The digging is over at the site of the UBC Okanagan downtown tower, but only because the site's engineers have put a stop to it.
Excavation work at the site of the 43-storey UBC Okanagan building going up on Doyle Avenue has damaged some nearby buildings, forcing the closure of the Legion Hall on Bertram Street and the Okanagan coLab at the corner of St. Paul and Doyle.
As a result of the unintended consequences of digging the deepest hole the city has seen for the building's parkade, UBC has now changed its plans.
“The big challenge has been the parkade, there's no question about that,” said Rob Einarson, UBC Okanagan's Associate Vice-President of Finance & Operations, during the UBC Okanagan senate meeting on Thursday.
“We've been working as hard as we can to try and minimize that. There is a new strategy that the city is accepting that will allow us to modify our parking strategy.”
During the meeting, one UBC Okanagan professor referred to the project as the “downtown disaster,” but Einarson said he'd “stop short of calling it a disaster.”

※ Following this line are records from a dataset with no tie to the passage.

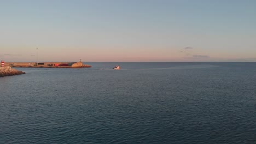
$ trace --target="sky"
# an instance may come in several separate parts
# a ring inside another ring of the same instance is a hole
[[[256,62],[255,0],[0,0],[9,62]]]

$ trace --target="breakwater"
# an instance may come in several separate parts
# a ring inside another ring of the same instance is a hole
[[[5,62],[5,65],[11,67],[24,68],[91,68],[91,66],[84,64],[83,62]]]
[[[12,69],[10,67],[0,67],[0,77],[5,76],[11,76],[16,75],[25,74],[25,73],[22,71],[19,71],[15,69]]]

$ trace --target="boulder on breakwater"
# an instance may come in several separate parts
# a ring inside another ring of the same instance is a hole
[[[21,75],[26,74],[25,72],[19,71],[15,69],[12,69],[10,67],[0,67],[0,77],[5,76],[11,76],[15,75]]]

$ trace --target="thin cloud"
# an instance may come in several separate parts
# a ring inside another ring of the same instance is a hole
[[[189,46],[188,46],[188,47],[186,47],[185,48],[184,48],[185,50],[192,50],[193,49],[193,47],[189,47]]]
[[[210,56],[207,55],[193,55],[193,57],[197,57],[197,58],[209,58]]]
[[[13,54],[9,54],[9,53],[6,53],[4,54],[4,56],[21,56],[21,55],[13,55]]]

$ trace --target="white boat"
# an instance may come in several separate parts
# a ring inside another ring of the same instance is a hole
[[[116,69],[116,70],[119,70],[121,68],[120,68],[120,67],[119,65],[117,65],[115,66],[114,68],[113,68],[113,69]]]

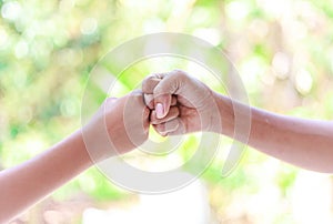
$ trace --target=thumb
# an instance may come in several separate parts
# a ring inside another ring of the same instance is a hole
[[[162,80],[153,90],[154,108],[158,119],[163,119],[169,113],[172,95],[176,94],[180,86],[176,75],[172,75],[171,73],[164,73]]]

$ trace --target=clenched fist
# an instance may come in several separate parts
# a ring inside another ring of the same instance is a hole
[[[142,92],[150,122],[162,135],[213,131],[221,123],[215,93],[181,70],[149,75]]]

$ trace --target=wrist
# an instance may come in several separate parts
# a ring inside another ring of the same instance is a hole
[[[234,134],[234,110],[230,98],[213,92],[213,99],[218,108],[218,114],[211,114],[211,132],[233,136]]]

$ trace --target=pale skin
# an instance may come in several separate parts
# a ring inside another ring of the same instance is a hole
[[[183,71],[150,75],[142,91],[144,100],[141,92],[107,99],[81,130],[44,153],[1,171],[0,223],[9,222],[94,162],[135,149],[148,139],[150,123],[162,135],[209,131],[234,136],[233,104],[238,102]],[[332,122],[284,116],[242,104],[240,108],[251,111],[251,132],[245,143],[294,165],[333,173]]]
[[[129,105],[135,119],[124,128],[123,114]],[[0,223],[7,223],[31,205],[44,198],[59,186],[79,173],[115,153],[125,153],[142,144],[148,139],[150,110],[143,102],[141,92],[132,92],[120,99],[107,99],[91,121],[44,153],[11,169],[0,172]],[[103,144],[103,129],[113,141]],[[90,141],[88,153],[85,139]],[[137,133],[137,134],[134,134]],[[131,140],[130,140],[131,139]],[[115,141],[117,140],[117,141]],[[134,140],[134,143],[133,141]],[[95,142],[92,142],[95,141]]]
[[[142,91],[148,106],[154,110],[151,123],[162,135],[209,131],[235,136],[233,103],[238,102],[210,90],[181,70],[148,77]],[[170,106],[171,96],[178,99],[179,110]],[[218,114],[211,113],[214,103]],[[240,141],[296,166],[333,173],[333,122],[239,105],[251,112],[250,135],[248,141]]]

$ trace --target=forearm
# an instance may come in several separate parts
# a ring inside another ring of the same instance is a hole
[[[231,138],[236,136],[231,100],[218,95],[216,102],[224,128],[222,133]],[[246,105],[235,108],[242,106]],[[332,122],[279,115],[255,108],[250,108],[250,146],[307,170],[333,172]]]
[[[13,218],[91,165],[78,131],[41,155],[0,172],[0,223]]]

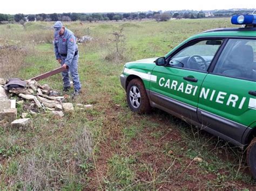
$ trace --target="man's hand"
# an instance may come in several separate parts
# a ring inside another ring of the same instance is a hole
[[[65,63],[64,63],[63,65],[62,65],[62,67],[63,68],[64,68],[65,69],[67,69],[68,68],[69,68],[69,67],[67,65],[66,65]]]
[[[59,63],[62,63],[62,59],[60,59],[60,58],[58,58],[58,62]]]

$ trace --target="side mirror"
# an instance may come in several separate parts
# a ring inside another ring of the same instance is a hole
[[[166,60],[165,57],[160,57],[154,62],[157,66],[166,66]]]

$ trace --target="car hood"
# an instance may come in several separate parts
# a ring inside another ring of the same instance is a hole
[[[137,68],[151,70],[156,67],[154,61],[157,59],[157,58],[150,58],[127,62],[125,64],[125,67],[129,69]]]

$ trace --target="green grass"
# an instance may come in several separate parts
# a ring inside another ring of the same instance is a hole
[[[25,29],[18,24],[0,25],[0,39],[30,45],[22,67],[13,68],[18,70],[17,77],[29,79],[59,66],[50,43],[52,24],[30,23]],[[83,94],[72,101],[92,104],[93,109],[76,110],[58,120],[42,113],[32,117],[33,128],[25,131],[0,125],[0,189],[255,186],[241,150],[158,110],[145,115],[132,113],[119,81],[126,62],[164,55],[192,35],[230,27],[228,19],[65,24],[77,36],[93,38],[79,45]],[[124,59],[106,60],[106,55],[114,53],[111,33],[122,27]],[[62,89],[60,75],[40,83]],[[17,108],[20,117],[23,106]],[[203,161],[193,162],[196,157]]]

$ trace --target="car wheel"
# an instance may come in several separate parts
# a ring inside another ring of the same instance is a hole
[[[247,147],[247,160],[251,173],[256,180],[256,137],[252,139]]]
[[[133,79],[128,84],[126,99],[130,108],[133,112],[144,114],[151,110],[146,89],[139,79]]]

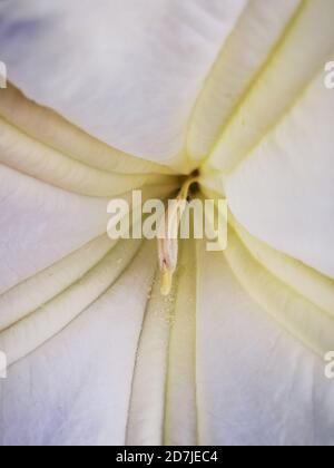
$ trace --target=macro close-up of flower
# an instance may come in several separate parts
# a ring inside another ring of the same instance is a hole
[[[334,446],[334,0],[1,0],[0,61],[0,446]],[[108,235],[170,199],[226,245]]]

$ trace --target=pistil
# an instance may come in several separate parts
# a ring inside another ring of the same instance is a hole
[[[183,215],[187,208],[187,199],[191,185],[198,182],[198,176],[190,176],[181,186],[178,196],[168,204],[168,209],[159,226],[158,255],[161,272],[161,294],[168,296],[173,287],[173,276],[178,260],[178,232]]]

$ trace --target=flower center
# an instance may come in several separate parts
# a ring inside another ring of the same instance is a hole
[[[181,185],[175,199],[168,204],[168,209],[161,220],[158,235],[158,257],[161,272],[161,294],[169,295],[173,286],[173,276],[178,260],[178,232],[187,201],[198,189],[199,174],[196,170]]]

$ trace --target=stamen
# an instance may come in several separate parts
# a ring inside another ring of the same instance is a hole
[[[158,235],[159,267],[161,272],[161,294],[167,296],[173,287],[173,275],[178,259],[178,231],[183,215],[187,207],[187,198],[193,184],[198,177],[189,177],[183,185],[178,196],[169,203],[165,217],[161,221]]]

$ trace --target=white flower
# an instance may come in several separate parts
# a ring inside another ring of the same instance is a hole
[[[1,1],[1,445],[334,443],[333,18]],[[228,248],[183,242],[164,298],[155,246],[110,241],[107,204],[197,168]]]

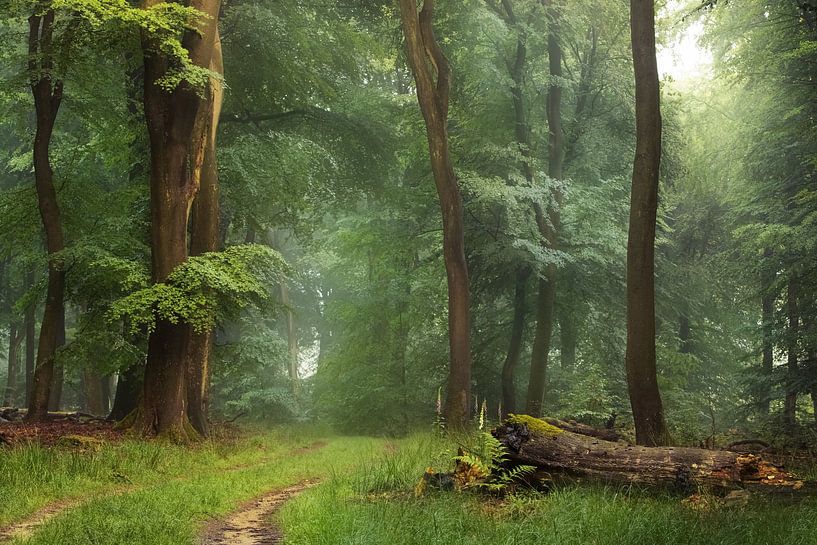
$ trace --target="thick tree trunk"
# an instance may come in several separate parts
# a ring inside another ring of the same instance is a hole
[[[531,417],[511,417],[493,430],[512,463],[536,466],[554,479],[583,478],[679,491],[797,490],[804,483],[752,454],[697,448],[644,447],[576,434]]]
[[[787,311],[789,330],[787,332],[787,359],[786,359],[786,398],[783,403],[783,422],[793,428],[797,424],[797,379],[800,372],[798,362],[798,337],[800,335],[800,310],[797,305],[798,286],[795,280],[789,280]]]
[[[525,267],[516,271],[516,282],[513,295],[513,325],[508,354],[502,365],[502,413],[516,412],[516,384],[515,373],[519,366],[519,357],[522,354],[522,345],[525,333],[525,314],[527,313],[527,287],[530,270]]]
[[[160,4],[145,0],[145,6]],[[182,45],[196,66],[210,67],[218,26],[219,0],[188,2],[204,13],[200,28],[185,32]],[[204,163],[209,127],[206,100],[183,83],[172,91],[157,85],[168,59],[147,34],[144,104],[150,136],[151,253],[154,282],[163,282],[187,259],[187,226]],[[187,416],[188,350],[192,328],[158,320],[148,340],[141,403],[133,426],[144,435],[184,440],[194,434]]]
[[[630,0],[630,24],[636,82],[636,152],[627,241],[627,385],[636,441],[653,446],[669,442],[655,366],[655,222],[661,99],[653,0]]]
[[[775,294],[772,292],[776,271],[772,267],[772,249],[766,248],[763,252],[763,269],[761,270],[761,328],[763,336],[763,360],[761,363],[761,394],[758,404],[764,414],[769,414],[769,404],[772,399],[772,374],[774,371],[774,303]]]
[[[426,124],[431,170],[437,186],[443,224],[443,256],[448,278],[450,367],[445,417],[452,427],[470,418],[471,317],[468,265],[465,261],[462,196],[448,147],[448,97],[451,69],[434,36],[434,0],[399,0],[409,65]]]
[[[26,273],[26,291],[30,290],[34,286],[34,273],[28,272]],[[34,384],[34,365],[36,362],[36,355],[37,352],[35,350],[35,345],[37,343],[37,319],[36,319],[36,304],[32,301],[31,304],[26,307],[26,315],[25,315],[25,336],[26,336],[26,407],[28,407],[29,403],[31,402],[31,389]]]
[[[550,2],[547,2],[549,5]],[[564,132],[562,129],[562,48],[559,45],[556,17],[551,17],[548,32],[548,65],[551,84],[548,87],[548,176],[558,183],[562,179],[564,158]],[[553,202],[546,208],[535,207],[536,225],[546,249],[558,250],[561,218],[561,191],[554,188]],[[531,353],[530,381],[528,383],[527,412],[541,416],[547,380],[548,356],[553,335],[554,306],[556,303],[556,267],[548,265],[539,278],[539,295],[536,302],[536,333]]]
[[[215,45],[210,60],[210,70],[224,74],[221,56],[221,40],[218,32],[214,36]],[[221,82],[211,80],[207,104],[202,115],[208,115],[206,124],[207,142],[204,148],[204,164],[201,170],[199,192],[193,202],[191,221],[190,254],[201,255],[218,251],[220,246],[219,227],[219,180],[216,160],[216,135],[221,115],[223,89]],[[190,423],[203,436],[210,433],[207,422],[210,401],[210,358],[213,352],[212,330],[193,333],[187,361],[187,415]]]
[[[63,84],[60,80],[52,79],[50,74],[54,68],[51,50],[53,32],[53,10],[29,18],[29,74],[32,78],[31,90],[37,114],[37,129],[34,136],[34,180],[49,255],[45,311],[40,327],[37,363],[26,416],[30,421],[41,420],[48,415],[58,330],[64,313],[65,272],[62,262],[55,254],[63,250],[65,243],[50,158],[51,136],[62,102]]]

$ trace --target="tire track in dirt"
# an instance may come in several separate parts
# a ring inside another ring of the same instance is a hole
[[[270,492],[248,502],[227,519],[207,525],[199,545],[279,545],[283,543],[281,528],[270,519],[292,497],[317,484],[303,481]]]
[[[312,452],[314,450],[321,449],[326,446],[324,441],[316,441],[315,443],[305,446],[299,447],[290,451],[290,455],[302,455]],[[219,470],[219,471],[226,471],[227,473],[235,473],[238,471],[244,471],[246,469],[252,469],[255,467],[260,467],[265,464],[271,462],[274,458],[262,458],[258,462],[254,464],[242,464],[238,466],[234,466],[231,468],[227,468],[226,470]],[[81,507],[87,503],[91,503],[99,498],[111,498],[116,496],[121,496],[123,494],[129,494],[131,492],[138,492],[140,490],[147,490],[154,486],[163,486],[168,484],[169,482],[182,482],[190,480],[191,476],[185,477],[175,477],[169,480],[155,482],[140,486],[134,485],[127,485],[118,488],[113,488],[111,490],[102,491],[102,492],[95,492],[89,496],[83,496],[78,498],[63,498],[59,500],[55,500],[51,503],[46,504],[45,506],[41,507],[37,511],[31,513],[23,520],[6,525],[0,526],[0,544],[11,542],[14,539],[24,539],[31,537],[34,532],[37,531],[38,528],[49,522],[50,520],[54,519],[55,517],[67,513],[72,509],[76,509]],[[306,482],[306,481],[305,481]],[[297,485],[296,485],[297,486]],[[294,488],[294,487],[293,487]],[[231,542],[225,542],[231,543]],[[266,542],[263,542],[266,543]],[[279,543],[274,541],[272,543]]]

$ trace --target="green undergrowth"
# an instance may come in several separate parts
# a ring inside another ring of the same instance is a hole
[[[632,487],[577,485],[503,499],[474,492],[412,494],[439,456],[427,438],[382,462],[336,475],[281,512],[287,545],[813,545],[817,500],[753,498],[746,507],[697,511],[682,497]]]
[[[164,454],[179,457],[167,463],[187,469],[175,477],[168,473],[145,486],[96,495],[46,522],[33,536],[13,543],[196,543],[207,520],[226,515],[241,503],[276,488],[306,479],[331,480],[333,475],[349,472],[361,457],[373,457],[383,449],[382,440],[370,438],[324,437],[315,447],[316,440],[303,431],[279,430],[232,447],[228,458],[206,455],[206,460],[193,461],[190,457],[195,458],[195,453],[166,451]]]
[[[36,444],[0,449],[0,526],[21,520],[53,502],[109,494],[176,477],[196,477],[281,456],[319,432],[255,431],[237,440],[204,441],[184,447],[126,439],[93,449]]]

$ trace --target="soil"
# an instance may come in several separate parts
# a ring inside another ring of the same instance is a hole
[[[275,545],[283,543],[281,529],[270,519],[290,498],[314,484],[312,481],[303,481],[244,504],[226,520],[213,521],[207,525],[199,544]]]
[[[25,421],[0,423],[0,447],[26,443],[39,443],[51,447],[66,435],[116,441],[121,439],[124,433],[114,430],[113,422],[76,419],[70,416],[52,417],[36,423]]]

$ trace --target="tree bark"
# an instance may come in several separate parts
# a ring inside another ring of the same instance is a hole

City of Kelowna Director of Planning and Development Ryan Smith says UBC stopped excavation at the site “based on the advice from their engineers,” despite initial plans to go deeper.
“Obviously some of the settlement issues they were seeing probably triggered that recommendation and UBC wants to make sure none of the properties are further impacted and they don't take unnecessary risks,” Smith said.
“We're working on what that means for parking and those types of things ... We're trying to vet the idea and make sure if the city has any conditions or requirements on the idea, that those get reviewed, and see if our counsel needs to be involved at all in the approval of that, or if that gets done at the staff level.”
Smith says a decision on what the change of plans will look like will be coming in the next couple of weeks.
Einarson told the UBC Okanagan Senate meeting that the changes are not expected to impact the timeline of the project. It's expected to open in the fall of 2027.
He added that the construction project is covered by insurance and that any potential financial consequences of the damage caused to other buildings will not be felt by UBC Okanagan.
“We're hopeful that that is not significant but if there were, that's what the building insurance is available for and it would have no impact on UBC,” Einarson said.